Investigating the Proton Donor in the NO Reductase from Paracoccus denitrificans

Abstract

Variant nomenclature: the variants were made in the NorB subunit if not indicated by the superscript c, which are variants in the NorC subunit (e.g. E122A = exchange of Glu-122 in NorB for an Ala, E71cD; exchange of Glu-71 in NorC for an Asp). Bacterial NO reductases (NORs) are integral membrane proteins from the heme-copper oxidase superfamily. Most heme-copper oxidases are proton-pumping enzymes that reduce O2 as the last step in the respiratory chain. With electrons from cytochrome c, NO reductase (cNOR) from Paracoccus (P.) denitrificans reduces NO to N2O via the following reaction: 2NO+2e-+2H+→N2O+H2O. Although this reaction is as exergonic as O2-reduction, cNOR does not contribute to the electrochemical gradient over the membrane.
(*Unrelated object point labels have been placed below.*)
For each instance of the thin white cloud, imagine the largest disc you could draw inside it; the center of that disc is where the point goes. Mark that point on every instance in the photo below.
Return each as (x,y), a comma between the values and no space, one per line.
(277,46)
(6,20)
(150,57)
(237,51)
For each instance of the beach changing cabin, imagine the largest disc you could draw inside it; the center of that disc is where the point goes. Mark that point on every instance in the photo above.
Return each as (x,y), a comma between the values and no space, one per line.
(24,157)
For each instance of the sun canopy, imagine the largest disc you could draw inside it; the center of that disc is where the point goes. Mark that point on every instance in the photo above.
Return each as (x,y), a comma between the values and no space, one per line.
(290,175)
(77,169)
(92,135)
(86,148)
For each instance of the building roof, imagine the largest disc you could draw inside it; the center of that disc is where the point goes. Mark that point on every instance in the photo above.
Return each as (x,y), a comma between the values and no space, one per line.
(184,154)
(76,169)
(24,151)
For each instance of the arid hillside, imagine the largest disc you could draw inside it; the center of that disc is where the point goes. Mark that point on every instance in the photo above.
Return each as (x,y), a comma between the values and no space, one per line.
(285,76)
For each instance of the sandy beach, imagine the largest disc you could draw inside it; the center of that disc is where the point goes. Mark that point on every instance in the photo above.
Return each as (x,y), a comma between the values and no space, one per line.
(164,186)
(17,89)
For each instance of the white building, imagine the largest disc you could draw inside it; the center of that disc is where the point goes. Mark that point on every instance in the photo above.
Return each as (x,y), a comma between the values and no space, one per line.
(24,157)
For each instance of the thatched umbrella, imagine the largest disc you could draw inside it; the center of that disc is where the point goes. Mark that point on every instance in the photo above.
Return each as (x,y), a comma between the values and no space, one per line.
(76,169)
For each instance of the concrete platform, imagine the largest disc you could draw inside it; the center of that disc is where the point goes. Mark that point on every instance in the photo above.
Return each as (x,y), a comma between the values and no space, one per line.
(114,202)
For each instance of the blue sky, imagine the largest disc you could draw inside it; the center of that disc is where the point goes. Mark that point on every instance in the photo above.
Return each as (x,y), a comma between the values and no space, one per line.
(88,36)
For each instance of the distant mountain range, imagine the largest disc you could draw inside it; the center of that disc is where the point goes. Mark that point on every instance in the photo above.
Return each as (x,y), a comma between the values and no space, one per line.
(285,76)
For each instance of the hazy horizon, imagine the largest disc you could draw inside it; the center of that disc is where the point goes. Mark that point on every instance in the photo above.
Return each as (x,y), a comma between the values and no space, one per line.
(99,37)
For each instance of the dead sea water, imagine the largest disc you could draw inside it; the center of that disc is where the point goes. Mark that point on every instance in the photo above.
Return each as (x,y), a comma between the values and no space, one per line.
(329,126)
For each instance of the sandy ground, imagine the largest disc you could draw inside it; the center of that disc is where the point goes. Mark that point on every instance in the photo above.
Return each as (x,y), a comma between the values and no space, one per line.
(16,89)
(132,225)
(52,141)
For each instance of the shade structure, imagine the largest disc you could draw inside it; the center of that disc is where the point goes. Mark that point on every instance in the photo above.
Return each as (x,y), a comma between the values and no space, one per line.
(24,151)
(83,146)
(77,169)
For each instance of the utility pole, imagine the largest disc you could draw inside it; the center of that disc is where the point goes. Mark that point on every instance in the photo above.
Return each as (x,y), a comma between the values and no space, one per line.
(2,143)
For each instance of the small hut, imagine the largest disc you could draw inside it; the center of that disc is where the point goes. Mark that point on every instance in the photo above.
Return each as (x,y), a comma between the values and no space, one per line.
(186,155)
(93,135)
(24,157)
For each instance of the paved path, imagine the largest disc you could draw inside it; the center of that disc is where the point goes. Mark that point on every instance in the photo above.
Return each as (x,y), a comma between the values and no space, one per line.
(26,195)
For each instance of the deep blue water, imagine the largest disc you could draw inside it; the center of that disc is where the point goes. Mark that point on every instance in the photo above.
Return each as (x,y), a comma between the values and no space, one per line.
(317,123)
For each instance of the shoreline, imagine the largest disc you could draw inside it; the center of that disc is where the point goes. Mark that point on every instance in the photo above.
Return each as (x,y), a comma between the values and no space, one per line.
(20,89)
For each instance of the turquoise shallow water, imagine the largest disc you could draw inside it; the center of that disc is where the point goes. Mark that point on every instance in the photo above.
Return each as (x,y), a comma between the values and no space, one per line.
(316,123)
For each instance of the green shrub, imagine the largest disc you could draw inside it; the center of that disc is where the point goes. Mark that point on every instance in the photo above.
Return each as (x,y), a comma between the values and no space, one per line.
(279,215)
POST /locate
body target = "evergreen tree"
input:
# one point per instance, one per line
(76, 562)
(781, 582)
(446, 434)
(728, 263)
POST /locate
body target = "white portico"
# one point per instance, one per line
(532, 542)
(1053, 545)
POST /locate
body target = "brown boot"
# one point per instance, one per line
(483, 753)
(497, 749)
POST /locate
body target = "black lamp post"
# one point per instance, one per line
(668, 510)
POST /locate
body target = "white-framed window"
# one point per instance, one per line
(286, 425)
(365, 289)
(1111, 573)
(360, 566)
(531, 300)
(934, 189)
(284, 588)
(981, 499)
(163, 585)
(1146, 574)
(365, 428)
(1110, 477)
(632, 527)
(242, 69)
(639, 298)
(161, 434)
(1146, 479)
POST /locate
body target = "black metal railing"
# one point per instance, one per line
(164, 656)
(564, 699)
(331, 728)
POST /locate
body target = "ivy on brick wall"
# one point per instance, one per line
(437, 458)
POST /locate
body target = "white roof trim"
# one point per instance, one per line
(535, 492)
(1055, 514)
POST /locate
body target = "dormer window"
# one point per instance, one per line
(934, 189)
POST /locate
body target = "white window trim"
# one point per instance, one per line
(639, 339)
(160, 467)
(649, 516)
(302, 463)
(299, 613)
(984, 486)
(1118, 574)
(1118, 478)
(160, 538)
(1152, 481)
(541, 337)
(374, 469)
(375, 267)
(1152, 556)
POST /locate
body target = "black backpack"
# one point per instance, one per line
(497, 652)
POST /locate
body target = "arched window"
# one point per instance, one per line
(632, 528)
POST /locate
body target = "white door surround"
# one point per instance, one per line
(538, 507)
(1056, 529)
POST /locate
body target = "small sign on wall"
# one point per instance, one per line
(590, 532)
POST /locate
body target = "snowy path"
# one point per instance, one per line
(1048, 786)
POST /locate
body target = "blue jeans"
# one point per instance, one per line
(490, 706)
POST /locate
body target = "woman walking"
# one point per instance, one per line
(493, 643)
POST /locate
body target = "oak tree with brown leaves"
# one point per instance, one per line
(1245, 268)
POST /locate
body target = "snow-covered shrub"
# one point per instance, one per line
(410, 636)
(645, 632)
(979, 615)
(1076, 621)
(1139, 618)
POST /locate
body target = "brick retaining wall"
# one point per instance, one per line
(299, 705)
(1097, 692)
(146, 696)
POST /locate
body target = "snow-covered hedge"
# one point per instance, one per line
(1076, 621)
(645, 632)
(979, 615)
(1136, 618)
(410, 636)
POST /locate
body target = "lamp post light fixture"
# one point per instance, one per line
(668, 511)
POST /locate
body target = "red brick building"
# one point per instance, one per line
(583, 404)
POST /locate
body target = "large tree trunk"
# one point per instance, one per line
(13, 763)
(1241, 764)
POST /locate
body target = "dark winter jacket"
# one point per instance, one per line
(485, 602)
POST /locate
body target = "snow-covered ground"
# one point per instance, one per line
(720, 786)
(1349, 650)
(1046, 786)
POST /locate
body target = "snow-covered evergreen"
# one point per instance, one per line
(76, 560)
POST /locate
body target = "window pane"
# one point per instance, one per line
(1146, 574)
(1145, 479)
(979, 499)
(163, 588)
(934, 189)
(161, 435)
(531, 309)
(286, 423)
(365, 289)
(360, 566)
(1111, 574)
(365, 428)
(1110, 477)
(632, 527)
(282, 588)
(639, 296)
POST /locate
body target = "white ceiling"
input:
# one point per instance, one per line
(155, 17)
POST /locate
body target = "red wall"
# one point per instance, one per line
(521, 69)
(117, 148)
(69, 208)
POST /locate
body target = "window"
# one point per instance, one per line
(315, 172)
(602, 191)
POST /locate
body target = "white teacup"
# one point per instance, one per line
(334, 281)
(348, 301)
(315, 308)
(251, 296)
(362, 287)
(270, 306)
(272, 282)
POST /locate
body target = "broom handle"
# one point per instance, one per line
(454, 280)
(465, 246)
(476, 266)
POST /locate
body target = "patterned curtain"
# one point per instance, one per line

This means that cNOR does not pump protons and that the protons needed for the reaction are taken from the periplasmic side of the membrane (since the electrons are donated from this side). We previously showed that the P. denitrificans cNOR uses a single defined proton pathway with residues Glu-58 and Lys-54 from the NorC subunit at the entrance. Here we further strengthened the evidence in support of this pathway. Our further aim was to define the continuation of the pathway and the immediate proton donor for the active site. To this end, we investigated the region around the calcium-binding site and both propionates of heme b3 by site directed mutagenesis. Changing single amino acids in these areas often had severe effects on cNOR function, with many variants having a perturbed active site, making detailed analysis of proton transfer properties difficult. Our data does however indicate that the calcium ligation sphere and the region around the heme b3 propionates are important for proton transfer and presumably contain the proton donor. The possible evolutionary link between the area for the immediate donor in cNOR and the proton loading site (PLS) for pumped protons in oxygen-reducing heme-copper oxidases is discussed.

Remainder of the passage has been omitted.